Album Review: X Marks Destination - The Whip

With the likes of The Foals (album review very shortly...) and Friendly Fires, 2008 is really looking to be the year Nu rave went 2.0. It's growing up - less about gaudy trouser / trainer combos and more about the music.

In the midst of this, signed to this minute's world's coolest label (Kitsuné... Durr), are The Whip. Last year 'Divebomb' proved pop music could be completely instrumental, completely dancefloor derived and completely vital, whilst more recently 'Sister Siam' and 'Trash' have proven this band can, well, function as a band.

X Marks Destination is neither a rock album nor is it a dance album and if it is close to anything, it's a New Order album... Not necessarily a bad thing, the references are obvious and the likeness demonstrated most of all on the melodic 'Frustration', which even has a title that sounds like it could be New Order.

So what's right with it? X Marks Destination manages to sound sufficiently "now", most of the time. All of the previous singles still glitter in varying and different ways and 'Divebomb' continues to give pleasure in new ways with further listens: It sounds like the soundtrack to the most exciting 16bit videogame you ever played. The album also benefits from an interesting "monochromatic" sound, and it undoubtably hangs together as a cohesive body of work.
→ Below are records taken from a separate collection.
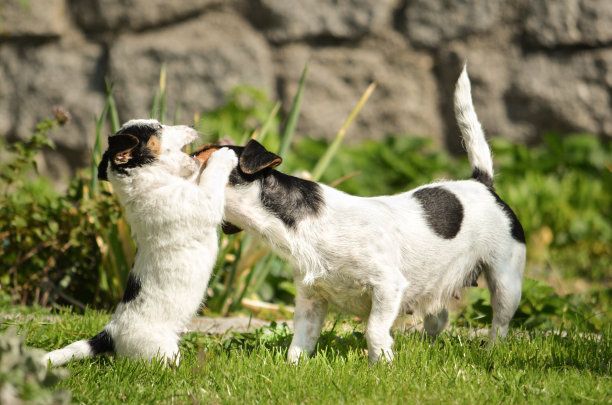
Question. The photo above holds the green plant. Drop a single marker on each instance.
(532, 367)
(543, 309)
(23, 376)
(47, 240)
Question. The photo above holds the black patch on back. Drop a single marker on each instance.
(131, 289)
(101, 343)
(482, 177)
(443, 210)
(515, 226)
(290, 198)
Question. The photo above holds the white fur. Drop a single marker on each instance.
(377, 257)
(174, 221)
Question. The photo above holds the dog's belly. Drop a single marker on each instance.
(350, 296)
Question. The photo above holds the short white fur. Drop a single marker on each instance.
(378, 258)
(174, 210)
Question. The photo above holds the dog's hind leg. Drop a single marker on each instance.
(504, 280)
(435, 323)
(386, 303)
(310, 311)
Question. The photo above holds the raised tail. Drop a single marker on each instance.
(101, 343)
(473, 136)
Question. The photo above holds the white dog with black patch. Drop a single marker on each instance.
(381, 256)
(174, 210)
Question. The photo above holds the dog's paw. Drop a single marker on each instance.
(225, 158)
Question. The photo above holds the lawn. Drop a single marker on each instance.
(532, 366)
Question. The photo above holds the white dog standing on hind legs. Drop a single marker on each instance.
(381, 256)
(174, 209)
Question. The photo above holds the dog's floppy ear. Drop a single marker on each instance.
(254, 158)
(120, 148)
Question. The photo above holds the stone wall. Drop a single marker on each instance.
(535, 65)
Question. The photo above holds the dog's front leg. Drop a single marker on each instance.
(386, 302)
(310, 311)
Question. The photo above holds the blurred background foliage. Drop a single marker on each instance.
(75, 248)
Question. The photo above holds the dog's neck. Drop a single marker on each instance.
(285, 211)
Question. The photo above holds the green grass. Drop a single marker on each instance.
(251, 368)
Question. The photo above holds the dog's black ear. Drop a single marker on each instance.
(229, 229)
(254, 158)
(120, 148)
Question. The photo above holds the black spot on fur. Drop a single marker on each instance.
(472, 278)
(140, 156)
(290, 198)
(515, 226)
(443, 210)
(131, 289)
(101, 343)
(482, 177)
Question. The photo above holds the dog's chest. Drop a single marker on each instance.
(349, 295)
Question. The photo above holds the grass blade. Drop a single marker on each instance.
(287, 134)
(333, 148)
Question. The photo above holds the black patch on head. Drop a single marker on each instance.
(290, 198)
(515, 226)
(131, 289)
(101, 343)
(482, 177)
(255, 158)
(140, 155)
(443, 210)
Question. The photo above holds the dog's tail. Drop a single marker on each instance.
(101, 343)
(473, 136)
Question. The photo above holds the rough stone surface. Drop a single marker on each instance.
(34, 18)
(432, 23)
(553, 24)
(520, 96)
(284, 21)
(35, 78)
(200, 72)
(403, 101)
(123, 15)
(535, 65)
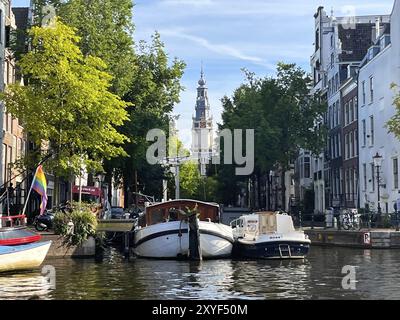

Where it falls down is perhaps where it strays from the formula. "Perhaps" because, at times, the tracks that stray work too... The almost ballad-esque 'Sirens' works better than it should, conjuring an eighties soft-rock dream that is almost as lush as Van She's take on the genre, 'Kelly'. When sandwiched amongst tracks that outshine it so much however, the overly rock inspired 'Muzzle #1' is simply dull. The singer's comparitively gruff tones are also in danger of simply making the band sound too old for the music when compared to their contempories, a shame given that when they are applied aggressively such vocals can really cut the mustard.

X Marks Destination is still likely to crop up on some year's best album lists: it contains nine good songs and five great ones... It is just a shame it only contains one fantastic one.